A expectativa dos apreciadores da agremiação micaretesca é muito grande
Sem participar da Micareta desde 2020, o Bacalhau na Vara, mais uma vez, cria expectativa e deixa seus adeptos esperançosos com a possibilidade de saída este ano do tradicional bloco da Cidade Princesa. Voltando no tempo, vale lembrar que o Bacalhau já teve orquestra própria, cujos integrantes trajavam gorro amarelo com fitas roxas, jaqueta amarela com babados violetas e calças brancas, e tinha repertório exclusivo com músicas de Getonni (letra) e Argemiro Souza (melodia).
Com o passar do tempo e o natural acréscimo de integrantes, modificações foram ocorrendo, mas sem alterar a originalidade da entidade, que saia sempre ao meio-dia do domingo de Micareta, reunindo famílias inteiras e amigos ao som de marchas autenticamente carnavalescas executadas por bandas musicais.
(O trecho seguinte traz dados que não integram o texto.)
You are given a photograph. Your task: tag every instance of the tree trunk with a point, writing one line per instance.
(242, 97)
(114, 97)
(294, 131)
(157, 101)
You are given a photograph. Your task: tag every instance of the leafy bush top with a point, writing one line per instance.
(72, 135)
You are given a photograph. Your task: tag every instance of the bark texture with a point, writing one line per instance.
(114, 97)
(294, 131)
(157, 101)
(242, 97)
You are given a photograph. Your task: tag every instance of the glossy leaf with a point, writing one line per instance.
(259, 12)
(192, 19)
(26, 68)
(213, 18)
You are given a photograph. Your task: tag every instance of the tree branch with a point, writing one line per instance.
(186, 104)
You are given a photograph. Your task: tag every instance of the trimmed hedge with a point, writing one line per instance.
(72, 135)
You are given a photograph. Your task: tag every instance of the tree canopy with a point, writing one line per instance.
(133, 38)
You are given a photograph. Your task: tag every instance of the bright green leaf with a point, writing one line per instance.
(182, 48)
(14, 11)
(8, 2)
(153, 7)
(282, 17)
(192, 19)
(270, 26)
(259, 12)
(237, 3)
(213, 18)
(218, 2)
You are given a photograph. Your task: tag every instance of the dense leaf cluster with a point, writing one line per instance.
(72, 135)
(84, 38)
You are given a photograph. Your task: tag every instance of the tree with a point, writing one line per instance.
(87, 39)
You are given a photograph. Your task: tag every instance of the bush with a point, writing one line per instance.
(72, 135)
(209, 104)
Advogados, médicos, estudantes, professores, comerciantes e pessoas do povo, sempre mediados pela tradição, iam pelas ruas de forma moderada, como a reviver os tempos iniciais da festa.
A jornalista Lícia Silva tenta encontrar espaços na sua agenda para reorganizar a vida do Bacalhau na Vara.
Nos últimos anos, muitos dos antigos baluartes deixaram a existência física, criando lamentáveis lacunas, algumas preenchidas por remanescentes das próprias famílias. A ausência dos saudosos advogados José Navarro, Hugo Navarro e Antônio Navarro, irmãos e dirigentes da Folha do Norte, que eram a 'linha de frente' da agremiação, representa um enorme vazio, ao lado de outros tantos nomes que honravam o grupo com suas presenças. Mesmo sem tempo disponível, devido à atividade profissional, a advogada e jornalista Lícia Silva, filha de Hugo Navarro, tenta encontrar espaços na sua agenda para reorganizar a vida do Bacalhau na Vara. A expectativa dos apreciadores da agremiação micaretesca é muito grande, esperando vê-la este ano na Avenida Presidente Dutra.